Your gateway to endless inspiration
@basement-boy
He drew the blade across his wrist with a small gasp of pain. He was young, and he was new to this. Perhaps he’d hide his youth behind stubble, the beginnings of a beard, but I have spent too long in this universe to be fooled by such a simple trick.
The room was in disarray, with tomes of daemonic names, magic spells and rituals lying open or even with pages ripped out. On the north side of the room, there was a desk covered in notes, with a single candle dripping wax to provide some meager light in the beginnings of twilight outside the window. The center of the room, carved into the wood floor and then traced with chalk was a hexagram, encircled by runes and the names of angels in Enochian. Anabiel. Gabriel. Sammiel. Names to guard against the thing he was summoning. Me.
He began the ritual as his blood dripped into a bowl on the southern side of the pentagram, and his whisperings caused the room to go cold and the wind to pick up through the window on the eastern side of the room, scattering papers and blowing out the candle. The room filled with shadow, despite the sun merely beginning to set.
“I summon thee, Okiabec, in the name of angels and by the six-pointed star. I summon thee, Okiabec, in the names of the Lord and the name of the Devil. El, Jah, Lucifer, Shaitan, I summon thee in these names. Appear and be bound, Okiabec, I command thee in the names of Metatron, Mikhael, Uriel, the watchers of the gate. I command thee in the name of the fallen; the many names of the Grigori, and the names of the Seraphs. Appear, Okiabec.”
When the words were completed, I appeared, as he said. Not that I had ability to avoid the summons. For his youth, the boy was skilled. I took the form of a draconian humanoid, naked, with black scales and a crown of horns growing in a ring around his forehead. In my right hand I held a curved khopesh blade, and in my left I held a net. Not that this form was corporeal.
Pointing the blade at the boy, I growled out a response to his summons in guttural, unearthly tones. “I am Okiabec, the spirit of disease. I fought besides the Morningstar when he stormed heaven, I was at his side when he forged Hell from the nether. I was there when man stepped from the light and left the garden, I was there when Moshe plagued Egypt; I have wrought destruction in my wake for untold Aeons. What makes you think you can summon me and control me?”
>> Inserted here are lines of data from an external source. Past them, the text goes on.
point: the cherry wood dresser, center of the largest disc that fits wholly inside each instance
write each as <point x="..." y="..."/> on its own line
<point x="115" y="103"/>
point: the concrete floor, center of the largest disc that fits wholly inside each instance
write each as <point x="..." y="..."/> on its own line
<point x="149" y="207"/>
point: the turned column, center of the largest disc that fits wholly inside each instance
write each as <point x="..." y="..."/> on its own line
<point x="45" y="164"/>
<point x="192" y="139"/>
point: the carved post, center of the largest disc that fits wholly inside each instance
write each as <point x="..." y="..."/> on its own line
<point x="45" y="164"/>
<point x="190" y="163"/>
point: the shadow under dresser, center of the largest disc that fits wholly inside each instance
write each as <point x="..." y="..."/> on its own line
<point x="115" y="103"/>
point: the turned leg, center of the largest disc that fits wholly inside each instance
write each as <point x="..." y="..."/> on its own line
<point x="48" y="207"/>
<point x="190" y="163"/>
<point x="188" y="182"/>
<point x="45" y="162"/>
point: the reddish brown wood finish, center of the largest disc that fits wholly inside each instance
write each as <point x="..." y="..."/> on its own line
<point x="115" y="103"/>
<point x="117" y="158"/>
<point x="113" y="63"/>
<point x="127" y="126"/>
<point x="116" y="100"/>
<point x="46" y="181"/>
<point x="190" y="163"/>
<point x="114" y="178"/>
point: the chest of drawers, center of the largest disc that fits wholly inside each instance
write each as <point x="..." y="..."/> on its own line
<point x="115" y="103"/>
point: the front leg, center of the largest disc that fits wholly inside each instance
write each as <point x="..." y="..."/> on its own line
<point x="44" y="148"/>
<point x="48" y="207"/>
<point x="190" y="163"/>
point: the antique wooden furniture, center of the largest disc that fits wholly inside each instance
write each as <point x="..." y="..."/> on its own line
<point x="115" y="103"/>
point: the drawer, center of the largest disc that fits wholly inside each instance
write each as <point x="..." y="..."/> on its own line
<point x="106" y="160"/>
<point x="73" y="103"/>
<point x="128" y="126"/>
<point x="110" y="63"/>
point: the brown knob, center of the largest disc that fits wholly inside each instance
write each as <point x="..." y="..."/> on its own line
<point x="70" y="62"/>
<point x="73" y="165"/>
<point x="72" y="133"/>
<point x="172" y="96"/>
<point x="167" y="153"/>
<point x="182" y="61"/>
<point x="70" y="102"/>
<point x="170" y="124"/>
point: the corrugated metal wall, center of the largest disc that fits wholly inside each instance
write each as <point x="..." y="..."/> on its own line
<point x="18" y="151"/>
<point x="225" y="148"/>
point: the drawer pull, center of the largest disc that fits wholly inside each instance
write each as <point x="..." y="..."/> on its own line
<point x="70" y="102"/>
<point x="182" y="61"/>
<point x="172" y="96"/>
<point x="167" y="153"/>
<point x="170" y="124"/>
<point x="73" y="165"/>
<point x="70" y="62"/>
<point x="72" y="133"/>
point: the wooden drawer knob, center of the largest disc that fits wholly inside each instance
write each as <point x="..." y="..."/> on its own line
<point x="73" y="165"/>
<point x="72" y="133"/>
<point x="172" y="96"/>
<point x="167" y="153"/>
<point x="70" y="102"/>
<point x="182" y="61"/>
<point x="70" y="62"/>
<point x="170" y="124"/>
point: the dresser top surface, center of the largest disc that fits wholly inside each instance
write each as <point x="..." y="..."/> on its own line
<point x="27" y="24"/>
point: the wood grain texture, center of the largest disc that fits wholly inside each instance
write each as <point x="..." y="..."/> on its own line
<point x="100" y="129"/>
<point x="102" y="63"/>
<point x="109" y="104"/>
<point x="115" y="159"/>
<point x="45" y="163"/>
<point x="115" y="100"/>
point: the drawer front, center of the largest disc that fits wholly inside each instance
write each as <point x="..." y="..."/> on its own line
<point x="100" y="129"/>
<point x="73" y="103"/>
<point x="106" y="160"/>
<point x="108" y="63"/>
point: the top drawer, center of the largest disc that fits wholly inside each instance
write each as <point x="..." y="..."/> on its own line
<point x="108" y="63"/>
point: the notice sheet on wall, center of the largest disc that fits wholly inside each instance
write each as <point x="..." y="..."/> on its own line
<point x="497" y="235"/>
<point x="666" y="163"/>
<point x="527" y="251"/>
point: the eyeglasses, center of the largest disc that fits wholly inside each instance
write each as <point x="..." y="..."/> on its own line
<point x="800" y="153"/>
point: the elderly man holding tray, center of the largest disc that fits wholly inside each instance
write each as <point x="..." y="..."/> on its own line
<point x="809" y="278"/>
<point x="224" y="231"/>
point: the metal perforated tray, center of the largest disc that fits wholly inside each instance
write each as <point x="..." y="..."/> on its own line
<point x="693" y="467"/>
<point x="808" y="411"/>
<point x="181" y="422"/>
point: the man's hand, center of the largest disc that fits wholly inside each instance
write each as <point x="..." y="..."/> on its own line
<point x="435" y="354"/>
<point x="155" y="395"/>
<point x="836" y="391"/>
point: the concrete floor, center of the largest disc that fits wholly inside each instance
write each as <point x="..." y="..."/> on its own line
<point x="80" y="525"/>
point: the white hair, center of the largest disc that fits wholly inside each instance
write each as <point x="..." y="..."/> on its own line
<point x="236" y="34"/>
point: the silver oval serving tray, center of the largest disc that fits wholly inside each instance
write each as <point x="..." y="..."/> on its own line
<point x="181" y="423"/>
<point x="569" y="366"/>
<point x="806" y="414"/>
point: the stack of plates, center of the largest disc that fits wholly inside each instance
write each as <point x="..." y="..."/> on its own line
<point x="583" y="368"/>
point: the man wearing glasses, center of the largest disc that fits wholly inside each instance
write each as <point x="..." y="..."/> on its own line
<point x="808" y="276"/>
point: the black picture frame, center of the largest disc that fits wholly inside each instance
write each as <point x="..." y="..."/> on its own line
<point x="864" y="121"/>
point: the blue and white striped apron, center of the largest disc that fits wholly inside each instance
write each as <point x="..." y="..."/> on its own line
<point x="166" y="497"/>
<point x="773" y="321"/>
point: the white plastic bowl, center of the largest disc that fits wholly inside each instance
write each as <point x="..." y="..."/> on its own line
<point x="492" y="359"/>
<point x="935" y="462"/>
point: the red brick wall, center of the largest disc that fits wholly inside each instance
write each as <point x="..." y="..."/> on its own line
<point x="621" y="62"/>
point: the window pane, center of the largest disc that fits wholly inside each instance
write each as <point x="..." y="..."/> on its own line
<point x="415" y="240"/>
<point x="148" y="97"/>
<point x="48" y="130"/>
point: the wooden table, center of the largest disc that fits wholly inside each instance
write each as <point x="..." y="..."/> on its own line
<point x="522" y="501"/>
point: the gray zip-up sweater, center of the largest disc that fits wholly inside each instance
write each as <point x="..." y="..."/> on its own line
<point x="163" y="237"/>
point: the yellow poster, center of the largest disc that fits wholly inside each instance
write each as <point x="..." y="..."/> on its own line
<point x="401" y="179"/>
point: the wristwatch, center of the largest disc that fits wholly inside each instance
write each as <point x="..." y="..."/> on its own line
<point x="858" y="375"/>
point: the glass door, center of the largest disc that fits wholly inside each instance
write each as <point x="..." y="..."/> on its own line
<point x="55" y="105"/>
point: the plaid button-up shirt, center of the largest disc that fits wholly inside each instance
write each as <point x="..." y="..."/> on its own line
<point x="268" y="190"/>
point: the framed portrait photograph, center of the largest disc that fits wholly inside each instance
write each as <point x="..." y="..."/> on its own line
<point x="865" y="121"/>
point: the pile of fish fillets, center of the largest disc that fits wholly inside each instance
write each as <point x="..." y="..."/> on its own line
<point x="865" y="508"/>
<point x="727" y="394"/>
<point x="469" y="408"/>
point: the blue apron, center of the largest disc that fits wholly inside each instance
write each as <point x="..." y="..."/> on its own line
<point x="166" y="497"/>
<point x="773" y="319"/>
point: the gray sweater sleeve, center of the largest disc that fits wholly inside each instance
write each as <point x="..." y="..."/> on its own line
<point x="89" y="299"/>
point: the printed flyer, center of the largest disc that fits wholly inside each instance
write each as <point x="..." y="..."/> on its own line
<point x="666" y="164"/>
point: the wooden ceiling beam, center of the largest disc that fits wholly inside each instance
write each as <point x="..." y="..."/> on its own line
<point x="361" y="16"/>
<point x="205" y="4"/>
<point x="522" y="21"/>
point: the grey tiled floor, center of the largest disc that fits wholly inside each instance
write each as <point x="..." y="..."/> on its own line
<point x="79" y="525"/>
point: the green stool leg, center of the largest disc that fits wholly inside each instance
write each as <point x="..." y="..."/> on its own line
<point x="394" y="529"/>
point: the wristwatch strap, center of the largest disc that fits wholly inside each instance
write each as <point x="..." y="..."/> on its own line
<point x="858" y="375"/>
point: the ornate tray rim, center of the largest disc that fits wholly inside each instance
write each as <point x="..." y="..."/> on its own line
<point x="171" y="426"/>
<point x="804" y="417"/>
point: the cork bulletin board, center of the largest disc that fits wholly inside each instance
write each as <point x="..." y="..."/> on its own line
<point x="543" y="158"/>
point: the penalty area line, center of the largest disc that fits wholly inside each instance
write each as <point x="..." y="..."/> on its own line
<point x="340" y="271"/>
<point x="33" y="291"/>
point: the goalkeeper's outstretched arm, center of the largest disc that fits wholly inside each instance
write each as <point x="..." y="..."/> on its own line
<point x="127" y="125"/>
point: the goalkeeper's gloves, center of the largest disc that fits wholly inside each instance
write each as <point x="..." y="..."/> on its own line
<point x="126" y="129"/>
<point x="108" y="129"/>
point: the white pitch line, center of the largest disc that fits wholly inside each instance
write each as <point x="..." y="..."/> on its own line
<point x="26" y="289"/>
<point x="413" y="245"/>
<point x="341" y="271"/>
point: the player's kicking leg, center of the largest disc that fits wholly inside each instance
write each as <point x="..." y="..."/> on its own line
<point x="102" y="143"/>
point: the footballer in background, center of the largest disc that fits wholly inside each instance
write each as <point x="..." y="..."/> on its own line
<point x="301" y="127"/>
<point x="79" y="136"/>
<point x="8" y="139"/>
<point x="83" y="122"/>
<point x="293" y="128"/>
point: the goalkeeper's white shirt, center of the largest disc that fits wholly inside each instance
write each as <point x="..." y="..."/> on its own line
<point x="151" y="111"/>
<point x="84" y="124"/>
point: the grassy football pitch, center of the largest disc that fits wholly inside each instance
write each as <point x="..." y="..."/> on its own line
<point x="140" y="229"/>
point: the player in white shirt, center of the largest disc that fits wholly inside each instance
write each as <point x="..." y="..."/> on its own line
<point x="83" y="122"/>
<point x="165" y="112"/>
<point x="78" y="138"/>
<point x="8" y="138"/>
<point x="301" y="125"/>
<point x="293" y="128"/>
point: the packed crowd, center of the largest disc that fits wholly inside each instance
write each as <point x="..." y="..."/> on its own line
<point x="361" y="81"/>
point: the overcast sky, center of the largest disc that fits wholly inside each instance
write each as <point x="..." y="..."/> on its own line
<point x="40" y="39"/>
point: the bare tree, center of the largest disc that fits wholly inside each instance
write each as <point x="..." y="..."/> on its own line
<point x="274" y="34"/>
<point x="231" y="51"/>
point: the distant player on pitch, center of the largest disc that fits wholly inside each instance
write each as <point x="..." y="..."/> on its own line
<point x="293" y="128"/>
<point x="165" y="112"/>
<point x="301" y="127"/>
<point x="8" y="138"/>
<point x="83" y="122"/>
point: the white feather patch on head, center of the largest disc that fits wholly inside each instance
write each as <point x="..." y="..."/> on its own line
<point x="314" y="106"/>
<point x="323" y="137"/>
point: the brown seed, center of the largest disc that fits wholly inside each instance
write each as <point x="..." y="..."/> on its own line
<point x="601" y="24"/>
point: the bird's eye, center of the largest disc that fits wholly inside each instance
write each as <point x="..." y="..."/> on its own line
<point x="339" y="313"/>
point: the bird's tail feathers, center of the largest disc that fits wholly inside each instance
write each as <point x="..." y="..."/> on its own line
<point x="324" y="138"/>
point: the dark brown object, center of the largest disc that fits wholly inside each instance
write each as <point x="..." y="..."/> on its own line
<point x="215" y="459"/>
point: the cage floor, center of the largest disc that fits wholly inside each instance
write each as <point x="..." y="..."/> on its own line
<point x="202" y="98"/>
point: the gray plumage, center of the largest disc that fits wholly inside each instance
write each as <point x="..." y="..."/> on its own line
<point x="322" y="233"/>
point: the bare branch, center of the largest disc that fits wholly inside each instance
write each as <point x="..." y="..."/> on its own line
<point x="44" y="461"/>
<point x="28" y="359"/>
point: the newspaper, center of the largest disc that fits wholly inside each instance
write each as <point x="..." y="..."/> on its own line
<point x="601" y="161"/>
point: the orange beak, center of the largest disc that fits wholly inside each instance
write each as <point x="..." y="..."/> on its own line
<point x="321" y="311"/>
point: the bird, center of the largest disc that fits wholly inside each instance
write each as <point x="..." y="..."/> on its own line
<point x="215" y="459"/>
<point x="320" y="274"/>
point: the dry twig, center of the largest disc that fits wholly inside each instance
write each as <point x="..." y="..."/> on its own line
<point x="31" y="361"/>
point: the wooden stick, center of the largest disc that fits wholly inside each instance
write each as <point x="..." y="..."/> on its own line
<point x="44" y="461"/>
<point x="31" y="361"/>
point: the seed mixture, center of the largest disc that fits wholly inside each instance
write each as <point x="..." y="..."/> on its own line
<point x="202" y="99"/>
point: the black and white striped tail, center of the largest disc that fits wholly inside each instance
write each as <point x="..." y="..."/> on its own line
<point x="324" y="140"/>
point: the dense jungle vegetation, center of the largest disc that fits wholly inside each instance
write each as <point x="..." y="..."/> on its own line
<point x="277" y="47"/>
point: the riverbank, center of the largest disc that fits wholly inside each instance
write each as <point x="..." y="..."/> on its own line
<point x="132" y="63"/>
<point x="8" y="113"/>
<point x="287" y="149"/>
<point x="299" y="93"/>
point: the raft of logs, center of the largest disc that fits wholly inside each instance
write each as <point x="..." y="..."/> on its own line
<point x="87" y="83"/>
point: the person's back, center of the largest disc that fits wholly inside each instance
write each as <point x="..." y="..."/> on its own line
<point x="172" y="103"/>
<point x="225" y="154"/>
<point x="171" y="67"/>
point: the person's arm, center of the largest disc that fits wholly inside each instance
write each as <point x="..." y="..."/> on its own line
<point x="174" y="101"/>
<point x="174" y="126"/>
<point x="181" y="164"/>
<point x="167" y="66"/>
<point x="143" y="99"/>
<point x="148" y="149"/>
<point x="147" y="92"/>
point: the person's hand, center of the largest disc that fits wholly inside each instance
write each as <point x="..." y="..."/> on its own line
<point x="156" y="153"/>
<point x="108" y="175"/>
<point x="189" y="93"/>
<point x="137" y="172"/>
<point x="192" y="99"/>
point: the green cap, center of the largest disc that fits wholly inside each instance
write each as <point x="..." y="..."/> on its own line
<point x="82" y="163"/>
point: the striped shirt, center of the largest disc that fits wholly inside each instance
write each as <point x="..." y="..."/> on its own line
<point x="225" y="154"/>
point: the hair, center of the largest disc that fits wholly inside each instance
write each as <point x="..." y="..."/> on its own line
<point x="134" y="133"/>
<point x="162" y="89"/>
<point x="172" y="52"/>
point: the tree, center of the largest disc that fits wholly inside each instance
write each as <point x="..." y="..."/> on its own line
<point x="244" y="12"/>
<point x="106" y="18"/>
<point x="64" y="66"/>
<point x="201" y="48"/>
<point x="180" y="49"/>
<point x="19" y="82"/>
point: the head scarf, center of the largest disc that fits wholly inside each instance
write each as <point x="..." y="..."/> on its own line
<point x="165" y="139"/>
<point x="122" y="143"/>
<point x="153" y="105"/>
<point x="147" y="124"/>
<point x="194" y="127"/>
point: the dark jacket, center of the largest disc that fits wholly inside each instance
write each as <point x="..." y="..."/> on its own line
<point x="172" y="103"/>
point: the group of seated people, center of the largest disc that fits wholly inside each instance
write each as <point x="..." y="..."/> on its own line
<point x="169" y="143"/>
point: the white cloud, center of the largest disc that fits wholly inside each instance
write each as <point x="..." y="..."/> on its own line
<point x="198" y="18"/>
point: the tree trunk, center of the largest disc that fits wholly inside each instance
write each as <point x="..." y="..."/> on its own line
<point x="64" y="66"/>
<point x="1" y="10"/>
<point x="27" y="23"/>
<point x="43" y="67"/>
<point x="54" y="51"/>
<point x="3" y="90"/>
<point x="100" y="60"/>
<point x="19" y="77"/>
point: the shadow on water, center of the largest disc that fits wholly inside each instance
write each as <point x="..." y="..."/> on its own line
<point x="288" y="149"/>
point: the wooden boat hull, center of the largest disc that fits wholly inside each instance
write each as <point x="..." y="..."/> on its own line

The boy was shivering in his monk robes, and I could tell he was not truly prepared for this. But, he would not relent his control. Which was good for him, I suppose, but his weakness was allowing me to gain ground in the battle of wills that was my tether to this mortal plane.
“I command thee to destroy the house of Osha, the worm who has dishonored me,” he barked, or rather, squeaked.
I laughed, a haughty, raucous sound that sounded less human and more like the squawking of a murder of crows. “And in return for this, what will you give me, boy? For such a task, an exchange of great value must be made.”
“I will give you the riches of the house of Ibrahim!”
I laughed anew, this time with more sincerity. “Mortal riches have no sway over me, boy of house Ibrahim. And this you should know.”
“I will give you the lives of our herds! Ten by ten cows, fifteen by fifteen chickens, four by four hounds!”
I growled. I grew bored of this game. “No riches will please me. No number of wretched beasts will sate my desires. You know but one thing you possess and can give me will make me obey you.”
The winds die, and the candle lights anew. “Give me your soul, boy of Ibrahim. Give me your immortal soul and I will serve you for twelve times twelve years, and raise the house of Ibrahim to the heights of greatness. Bring your foes to heel. End your enemies, not by honorable combat, but through the darkness. Disease will eat their pale humours and reduce them to beasts who grovel in your wake; give me your soul, and their riches will be yours. Nothing more and nothing less will satisfy me.”